Switzerland’s second-largest lender announced in November its ambition to redeploy some 3 billion Swiss francs ($3.14 billion) of capital to its wealth management division by 2024.

Chief executive Thomas Gottstein said significant steps taken by customers to reduce borrowing in recent quarters could now impact those plans.

“We’ve had significant deleveraging (over the past few quarters), probably more than expected in November,” Gottstein said.

“In principle, our plan continues to be to grow our portfolio of loans in wealth management and move towards 3 billion. But given what has happened over the last two quarters, it is clearly a slightly different base to which to go.”

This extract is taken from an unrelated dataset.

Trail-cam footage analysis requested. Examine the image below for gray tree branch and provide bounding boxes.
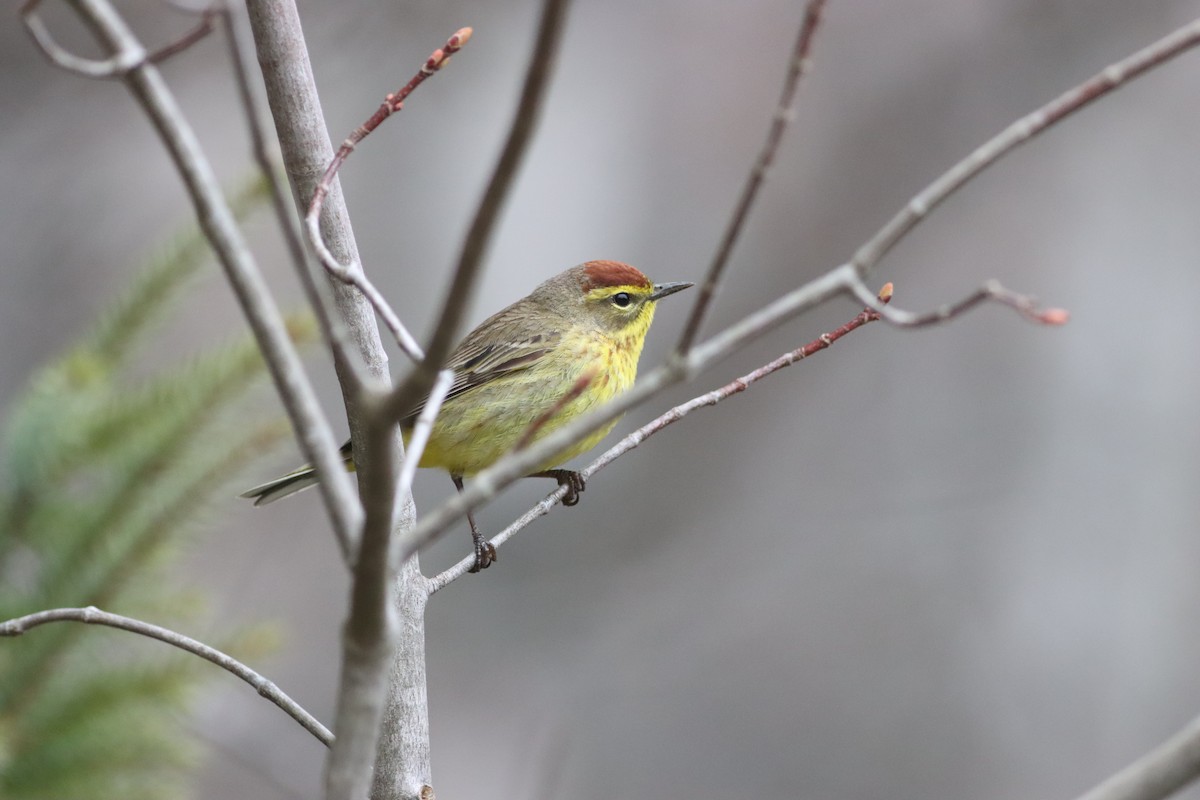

Credit Suisse has had a turbulent time since two hits – a $5.5 billion loss on the default of US family office Archegos Capital Management and the $10 billion shutdown of its blockchain finance funds. procurement – assaulted the bank in March 2021.

Other court cases, lawsuits and departures have since kept him in the headlines. Read more

On Monday, the Swiss Federal Criminal Court condemned Credit Suisse for failing to prevent money laundering, in the country’s first criminal trial against one of its major banks. Read more

Under Swiss law, a company can be held liable for inadequate organization or for failing to take all reasonable measures to prevent a crime from occurring. The bank plans to appeal the decision.

De Ferrari noted on Tuesday that recent events have clearly had an effect on the bank’s reputation, resulting in a “partial impact” on business momentum.

Wealthy entrepreneurial clients had expressed support for the bank, the executive noted, but enlisting new clients into its list of ultra-wealthy clients had proven more “difficult”.

Credit Suisse warned in June of a likely second-quarter loss, the third straight quarter for which Switzerland’s second-largest bank has issued a profit warning. Read more

The bank said at the time that it aimed to advance cost savings, accelerating measures targeting 1.0 to 1.5 billion Swiss francs in structural cost savings per year by 2024.

He said on Tuesday that he was considering a technological overhaul to generate some 800 million francs in savings in the medium term, including 200 million francs for each of the years 2022 and 2023.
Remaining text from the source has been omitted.